I have a hard time relating to people who threaten about the fires of Hell as if it were a real place. Oh sure, I believe Hell exists, but it isn’t real (I’ll get back to that.) I was never taught to fear Hell. On the carrot-or-stick scale, my upbringing was a bushel of carrots. Aim for Heaven; love God and you won’t have to worry. There were no threats of punishment and torture and fire and brimstone. I’m not even sure what brimstone is. Honestly, I don’t have the kind of energy to carry fear and worry like Hell around with me, and I don’t understand how those kind of arguments can lead people to the God of Truth and Love.

Our ideas of Hell and Heaven can only be speculations.  We know Heaven = with God, Hell = without God. Everything else is postulating on and metaphor for what “with/without” means. One of my favorite C. S. Lewis books is The Great Divorce. In it, Lewis creates an environment to show the super-reality of Heaven and shows the oh-so-human reasons why people would reject it. God is loving and good, overwhelmingly loving and overwhelmingly good.
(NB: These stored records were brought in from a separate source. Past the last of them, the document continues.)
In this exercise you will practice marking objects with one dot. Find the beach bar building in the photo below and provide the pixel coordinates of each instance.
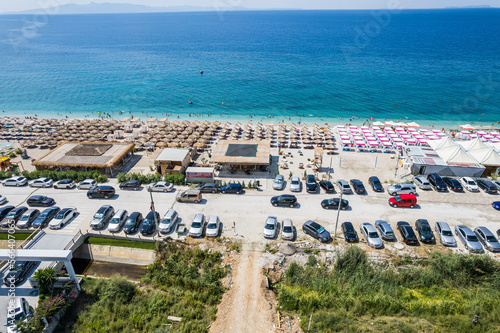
(173, 161)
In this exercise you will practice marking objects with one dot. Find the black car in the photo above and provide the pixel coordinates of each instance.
(437, 182)
(132, 223)
(45, 217)
(407, 233)
(316, 230)
(350, 234)
(487, 186)
(13, 216)
(375, 184)
(102, 191)
(311, 184)
(333, 203)
(327, 186)
(453, 184)
(287, 200)
(40, 200)
(131, 185)
(208, 188)
(18, 272)
(424, 230)
(358, 186)
(148, 226)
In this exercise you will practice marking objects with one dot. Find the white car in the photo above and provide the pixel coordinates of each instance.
(63, 217)
(469, 184)
(213, 226)
(41, 182)
(87, 184)
(287, 229)
(15, 181)
(295, 184)
(197, 226)
(271, 227)
(161, 187)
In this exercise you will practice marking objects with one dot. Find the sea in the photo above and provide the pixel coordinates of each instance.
(429, 66)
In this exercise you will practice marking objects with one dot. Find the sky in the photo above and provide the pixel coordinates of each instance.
(10, 5)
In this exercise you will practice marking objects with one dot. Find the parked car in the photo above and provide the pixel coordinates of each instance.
(468, 238)
(487, 186)
(371, 235)
(422, 182)
(315, 230)
(40, 201)
(148, 226)
(103, 191)
(131, 185)
(469, 184)
(118, 220)
(279, 182)
(287, 229)
(208, 188)
(197, 226)
(63, 217)
(327, 186)
(17, 274)
(87, 184)
(403, 188)
(45, 217)
(445, 235)
(453, 184)
(102, 216)
(375, 184)
(385, 230)
(213, 226)
(287, 200)
(161, 187)
(65, 183)
(41, 182)
(344, 186)
(232, 188)
(403, 200)
(15, 181)
(334, 203)
(295, 184)
(407, 233)
(358, 186)
(27, 218)
(311, 184)
(132, 223)
(487, 238)
(271, 227)
(350, 234)
(424, 231)
(168, 221)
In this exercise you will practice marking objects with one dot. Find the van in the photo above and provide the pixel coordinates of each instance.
(168, 221)
(189, 196)
(403, 188)
(403, 200)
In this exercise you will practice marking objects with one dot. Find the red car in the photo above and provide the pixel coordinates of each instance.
(403, 200)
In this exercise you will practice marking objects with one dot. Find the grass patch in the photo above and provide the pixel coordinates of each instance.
(121, 243)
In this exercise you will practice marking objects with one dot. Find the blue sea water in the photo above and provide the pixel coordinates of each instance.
(440, 66)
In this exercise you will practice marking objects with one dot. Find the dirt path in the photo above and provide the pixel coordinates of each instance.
(248, 305)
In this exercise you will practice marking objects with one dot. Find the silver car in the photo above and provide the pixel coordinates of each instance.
(271, 227)
(487, 238)
(371, 235)
(279, 182)
(287, 229)
(445, 235)
(468, 238)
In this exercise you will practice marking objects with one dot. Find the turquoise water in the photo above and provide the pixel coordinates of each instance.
(433, 66)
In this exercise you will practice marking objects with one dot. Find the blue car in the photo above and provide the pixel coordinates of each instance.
(232, 188)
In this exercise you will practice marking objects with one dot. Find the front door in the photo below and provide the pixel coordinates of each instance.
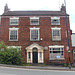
(35, 57)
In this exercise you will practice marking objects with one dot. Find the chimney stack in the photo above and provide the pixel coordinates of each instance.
(63, 7)
(6, 9)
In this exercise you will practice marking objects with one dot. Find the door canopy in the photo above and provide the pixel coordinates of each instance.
(34, 45)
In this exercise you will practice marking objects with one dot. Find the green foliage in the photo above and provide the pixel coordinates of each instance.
(65, 65)
(2, 45)
(27, 64)
(10, 56)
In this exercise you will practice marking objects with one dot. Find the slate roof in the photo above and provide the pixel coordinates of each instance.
(34, 13)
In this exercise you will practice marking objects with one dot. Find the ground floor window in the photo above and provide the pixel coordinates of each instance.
(29, 56)
(74, 54)
(56, 52)
(40, 55)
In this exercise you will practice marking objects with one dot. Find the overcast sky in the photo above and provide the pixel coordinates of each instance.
(41, 5)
Some painfully face the overwhelming; others just get overwhelmed. 

Dante's Heaven
Lewis says, “Hell is a state of mind… And every state of mind, left to itself, every shutting up of the creature within the dungeon of its own mind—is, in the end, Hell. But Heaven is not a state of mind. Heaven is reality itself. All that is fully real is Heavenly. For all that can be shaken will be shaken and only the unshakable remains.”

On Earth, we get glimpses of both Hell and Heaven, so we start to see them as polar, equal opposites, but they are not. Heaven is the pinnacle of reality, the result of conquered Death, and the trans-dimensional realm of the Church Triumphant. Hell is a vacuum. Hell is nothing. The Devil doesn’t rule in Hell; saying such gives him a power he craves but doesn’t have. He is there in the vacuum, weak and experiencing the true meaning of “without.” Heaven is the conclusion of humanity’s story; Hell is a technical footnote. 

“To enter Heaven is to become more human than you ever succeeded in being on earth; to enter hell is to be banished from humanity. What is cast (or casts itself) into hell is not a man: it is remains” (Lewis, The Problem of Pain).

Hell doesn’t need fire and pain and punishment. The nothingness is worse than any of that. In fact, fire and pain are real and therefore serve as a sign that God is there. Suffering is not damnation. That is why we can rejoice in Purgatory, because even in the fire, we have conquered. God will not abandon.